I expect that the Board that takes office in April 2015 will continue to address issues that have faced Boards over the past several years: budget, land use, development, historic preservation and sustainability will all continue to be among the issues on the Board's docket. The Board will address specific issues in these and other areas as a body as they are presented. I also look forward to making greater use of the newly reinvigorated Scarsdale Public Television in an effort to continue the work of Mayor Bob Steves and the Board to enhance transparency of Village operations and have spoken to members of the Cable TV Commission on this topic.
Many people seem to leave the Village after their children graduate from high school. Do you think Scarsdale is hospitable to empty nesters and seniors? What works and what could be improved?

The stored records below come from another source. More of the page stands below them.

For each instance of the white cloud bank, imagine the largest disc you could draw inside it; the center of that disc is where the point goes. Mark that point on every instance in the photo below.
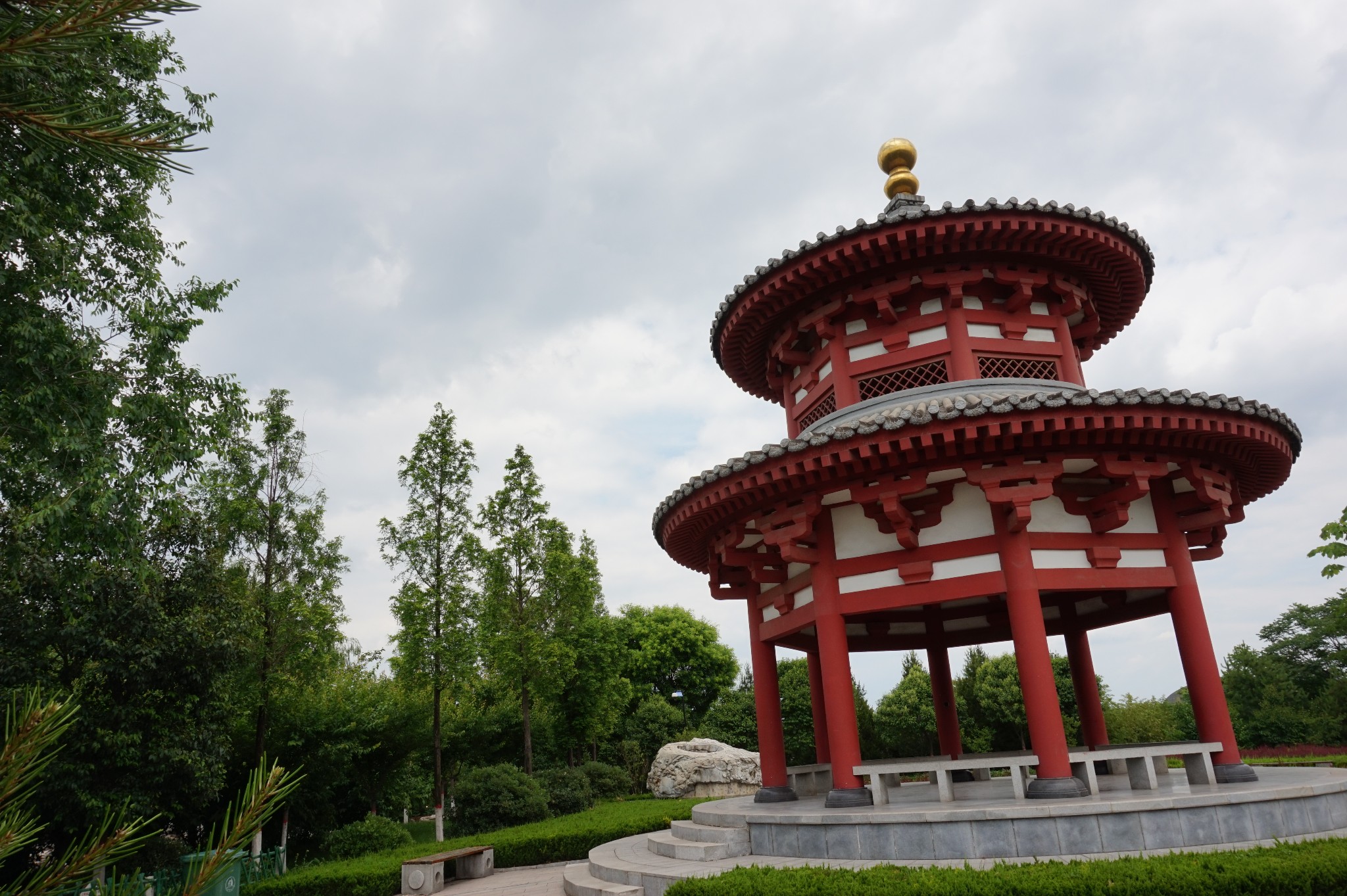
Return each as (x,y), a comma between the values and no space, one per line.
(529,213)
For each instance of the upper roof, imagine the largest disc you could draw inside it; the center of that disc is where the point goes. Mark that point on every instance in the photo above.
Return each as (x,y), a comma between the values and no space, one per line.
(1108,254)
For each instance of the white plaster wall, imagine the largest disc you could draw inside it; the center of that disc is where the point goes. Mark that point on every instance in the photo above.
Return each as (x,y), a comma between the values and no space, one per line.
(1133,559)
(1060,560)
(868,350)
(854,534)
(967,515)
(1051,515)
(965,567)
(865,582)
(930,334)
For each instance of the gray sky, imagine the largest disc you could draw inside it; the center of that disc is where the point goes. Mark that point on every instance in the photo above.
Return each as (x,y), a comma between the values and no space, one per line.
(529,213)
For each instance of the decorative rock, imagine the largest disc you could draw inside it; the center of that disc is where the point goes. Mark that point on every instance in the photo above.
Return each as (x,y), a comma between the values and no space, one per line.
(704,767)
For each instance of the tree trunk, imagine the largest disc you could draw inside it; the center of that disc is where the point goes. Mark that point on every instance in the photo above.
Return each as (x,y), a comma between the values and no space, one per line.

It is true, many leave, but many stay. I believe approximately half of our residents are empty nesters. There are a number of programs that focus on senior citizens in Scarsdale that seem to work for those who participate in them: Senior Adult Programs operated by the Village Parks and Recreation Department and the liaison work done by the Advisory Council on Scarsdale Senior Citizens are among those programs and organizations. While the good work that these programs do could be expanded, finding additional Village funds for such programs becomes a budget issue and involves the sort of decision-making referred to earlier. Those who leave the Village do so for a variety of reasons and I understand from speaking to some friends who have left, that the high property tax cost of living here is often a principal reason for their departure as opposed to the lack of senior oriented programing (there clearly are other reasons too ranging from desires to be near adult children and their families, a move to a sun belt region and the like). A large part of that cost, however is attributable to the school budget which is approximately three times the size of the municipal budget. Since empty nesters are by definition not using that asset of Scarsdale, many logically feel they no longer want to bear that cost, which is certainly a reasonable position to take. However, as noted in answer to some of the first questions above, since the schools tend to motivate people to move to Scarsdale, modifications in the structural model that finances the school budget and municipal budget would involve a community-wide discussion that goes far beyond the scope of what the Mayor and Village Board are generally asked to do.